Religion is faith in the supernatural, faith in something that cannot be proven or disproven. Religious faith is based on archetypes, instincts we almost all have which make us feel like we "know" something for which there is in fact no empirical evidence.
But it is possible to have faith that is based on empirical evidence, on reason and learning.
When you first fall in love with someone, you have faith that they will live up to your expectations. That faith is based on the emotion of love. After you've been married to them for ten years and (ideally) observed empirically that in most situations they have behaved as you expected them to, and furthermore this correlates with other observed behaviors that appear to illustrate the same character traits, your faith is now based on reason and learning:
learning how they behave and
reasoning that the probability is very high that they will continue to do so. If they do not do this, you may still love them and decide to stay with them, but you abandon your faith in them.
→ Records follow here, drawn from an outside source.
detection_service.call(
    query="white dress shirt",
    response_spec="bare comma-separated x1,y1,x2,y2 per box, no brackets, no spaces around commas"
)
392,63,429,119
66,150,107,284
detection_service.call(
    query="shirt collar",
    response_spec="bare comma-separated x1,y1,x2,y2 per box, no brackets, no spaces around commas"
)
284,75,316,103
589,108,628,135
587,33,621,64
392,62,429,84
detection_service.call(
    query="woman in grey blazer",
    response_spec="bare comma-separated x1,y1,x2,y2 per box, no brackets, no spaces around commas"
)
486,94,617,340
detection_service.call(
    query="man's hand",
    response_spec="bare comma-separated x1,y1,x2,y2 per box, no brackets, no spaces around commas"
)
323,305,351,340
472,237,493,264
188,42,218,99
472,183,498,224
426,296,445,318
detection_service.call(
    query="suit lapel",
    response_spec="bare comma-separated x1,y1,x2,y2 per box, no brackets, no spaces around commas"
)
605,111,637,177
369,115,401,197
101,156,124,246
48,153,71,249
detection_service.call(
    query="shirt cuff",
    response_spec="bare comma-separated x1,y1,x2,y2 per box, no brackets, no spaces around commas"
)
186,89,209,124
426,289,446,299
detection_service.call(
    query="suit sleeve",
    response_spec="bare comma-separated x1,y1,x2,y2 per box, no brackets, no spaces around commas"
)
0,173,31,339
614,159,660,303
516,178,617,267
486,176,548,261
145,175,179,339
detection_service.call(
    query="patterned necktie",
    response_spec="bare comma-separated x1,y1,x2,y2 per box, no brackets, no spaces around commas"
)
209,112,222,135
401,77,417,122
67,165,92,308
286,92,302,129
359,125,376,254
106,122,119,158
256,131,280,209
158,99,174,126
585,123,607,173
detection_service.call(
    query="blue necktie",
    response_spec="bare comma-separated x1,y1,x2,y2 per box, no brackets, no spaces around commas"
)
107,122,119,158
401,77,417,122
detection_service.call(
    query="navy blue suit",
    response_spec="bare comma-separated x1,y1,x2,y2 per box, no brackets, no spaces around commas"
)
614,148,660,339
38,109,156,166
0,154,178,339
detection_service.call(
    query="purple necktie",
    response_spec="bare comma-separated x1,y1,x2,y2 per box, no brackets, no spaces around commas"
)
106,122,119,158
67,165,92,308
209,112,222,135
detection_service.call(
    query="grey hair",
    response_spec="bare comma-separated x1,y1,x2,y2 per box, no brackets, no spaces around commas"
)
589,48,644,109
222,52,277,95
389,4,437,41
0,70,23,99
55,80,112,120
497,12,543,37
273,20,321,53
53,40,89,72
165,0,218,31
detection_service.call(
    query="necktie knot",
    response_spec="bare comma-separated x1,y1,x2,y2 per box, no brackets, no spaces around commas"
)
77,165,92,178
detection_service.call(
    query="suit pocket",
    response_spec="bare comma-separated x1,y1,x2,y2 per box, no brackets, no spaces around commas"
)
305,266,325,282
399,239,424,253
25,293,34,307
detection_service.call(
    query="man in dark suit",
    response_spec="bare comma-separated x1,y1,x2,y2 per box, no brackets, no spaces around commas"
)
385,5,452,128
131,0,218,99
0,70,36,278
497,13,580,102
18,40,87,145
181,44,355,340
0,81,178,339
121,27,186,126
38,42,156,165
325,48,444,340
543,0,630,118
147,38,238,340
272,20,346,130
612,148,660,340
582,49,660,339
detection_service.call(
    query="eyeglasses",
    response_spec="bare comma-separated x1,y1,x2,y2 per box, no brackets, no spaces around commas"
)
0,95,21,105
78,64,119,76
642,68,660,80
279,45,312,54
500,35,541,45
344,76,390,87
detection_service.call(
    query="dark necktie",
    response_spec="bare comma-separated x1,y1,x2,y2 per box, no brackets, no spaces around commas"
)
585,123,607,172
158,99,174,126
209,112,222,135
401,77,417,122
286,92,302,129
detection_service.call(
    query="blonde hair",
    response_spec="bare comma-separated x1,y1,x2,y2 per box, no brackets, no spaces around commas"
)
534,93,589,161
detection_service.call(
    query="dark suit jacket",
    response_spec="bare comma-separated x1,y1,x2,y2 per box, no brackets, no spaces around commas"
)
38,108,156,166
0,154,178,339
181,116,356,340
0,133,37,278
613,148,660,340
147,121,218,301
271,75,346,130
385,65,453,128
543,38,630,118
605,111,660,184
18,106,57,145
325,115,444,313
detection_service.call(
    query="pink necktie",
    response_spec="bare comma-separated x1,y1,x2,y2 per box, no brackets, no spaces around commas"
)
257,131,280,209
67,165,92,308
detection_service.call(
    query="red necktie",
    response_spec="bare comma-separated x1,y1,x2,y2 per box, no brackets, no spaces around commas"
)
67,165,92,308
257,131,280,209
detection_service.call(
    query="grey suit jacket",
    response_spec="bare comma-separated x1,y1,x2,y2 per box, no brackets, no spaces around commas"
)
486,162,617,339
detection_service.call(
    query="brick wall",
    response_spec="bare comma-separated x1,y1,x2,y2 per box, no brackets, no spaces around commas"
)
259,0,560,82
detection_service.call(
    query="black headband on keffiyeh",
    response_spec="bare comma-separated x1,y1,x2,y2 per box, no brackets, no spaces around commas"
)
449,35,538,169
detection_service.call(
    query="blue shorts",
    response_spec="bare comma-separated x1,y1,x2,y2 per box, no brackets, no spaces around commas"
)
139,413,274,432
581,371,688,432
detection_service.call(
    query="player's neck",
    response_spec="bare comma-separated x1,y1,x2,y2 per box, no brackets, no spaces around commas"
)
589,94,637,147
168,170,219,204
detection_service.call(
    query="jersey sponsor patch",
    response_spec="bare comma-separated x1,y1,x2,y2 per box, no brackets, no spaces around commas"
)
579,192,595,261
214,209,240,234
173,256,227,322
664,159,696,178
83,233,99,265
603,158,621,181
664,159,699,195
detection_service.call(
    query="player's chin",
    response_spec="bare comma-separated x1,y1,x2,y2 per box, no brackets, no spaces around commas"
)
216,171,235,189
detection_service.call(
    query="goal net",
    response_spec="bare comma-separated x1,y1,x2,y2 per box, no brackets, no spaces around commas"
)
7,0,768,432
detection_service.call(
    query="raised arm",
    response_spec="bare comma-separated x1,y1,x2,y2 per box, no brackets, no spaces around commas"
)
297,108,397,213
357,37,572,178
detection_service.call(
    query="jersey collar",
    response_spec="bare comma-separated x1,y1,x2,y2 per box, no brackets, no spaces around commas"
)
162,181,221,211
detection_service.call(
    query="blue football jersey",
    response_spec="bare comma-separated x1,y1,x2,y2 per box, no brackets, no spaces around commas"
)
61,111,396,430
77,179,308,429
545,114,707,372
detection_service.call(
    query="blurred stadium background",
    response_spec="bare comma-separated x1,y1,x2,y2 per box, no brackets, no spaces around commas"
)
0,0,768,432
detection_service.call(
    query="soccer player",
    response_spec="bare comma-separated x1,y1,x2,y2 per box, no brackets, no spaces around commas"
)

The Russian underclass had faith in communism, but that faith did not have the same purely emotional basis as faith in supernatural beings. It was not
superstition as you call it. Communism was an economic model based on logic rather than feudalism. It included a political model based on dictatorship by people who appeared to be benevolent common folk, rather than despotism by people who had already proven themselves to be uncaring aristocrats. Faith in communism was based on logical reasoning and the "comradeship" (they stressed that word) of people like themselves.
It was a dual faith: that an economy without capital would prevent greed and exploitation, and that comrades would stick together and work for the common good. These were
reasonable premises, at the time. Even today, many people believe that capital seduces people into selfish behavior, although it is recognized that capital is another word for the surplus that drives an economy into prosperity. And even today, many Americans believe that a nation of "comrades" of similar background and culture will generate more common good than one which allows foreigners entry to do the menial work.
It must not be forgotten that for about fifteen years Russian communism delivered on its promise. One of my aunts and her husband emigrated to the USSR in the early years of the Great Depression. It was converting itself into a modern industrial nation, the standard of living was undeniably better than under the Czar, and despite the nascent despotism people felt more secure in their homes.
Communism is a falsifiable theory--the kind that satisfies us scientists--and it has subsequently been falsified. There are many fatal flaws in it that simply could not be identified without implementing it experimentally--again something that should delight us scientists. Now that it has been proven false, people are abandoning their faith in it rather speedily--once again we couldn't ask for more.
Do not expect to see this happen with any major religion. Faith in religion and faith in communism are not the same kind of faith.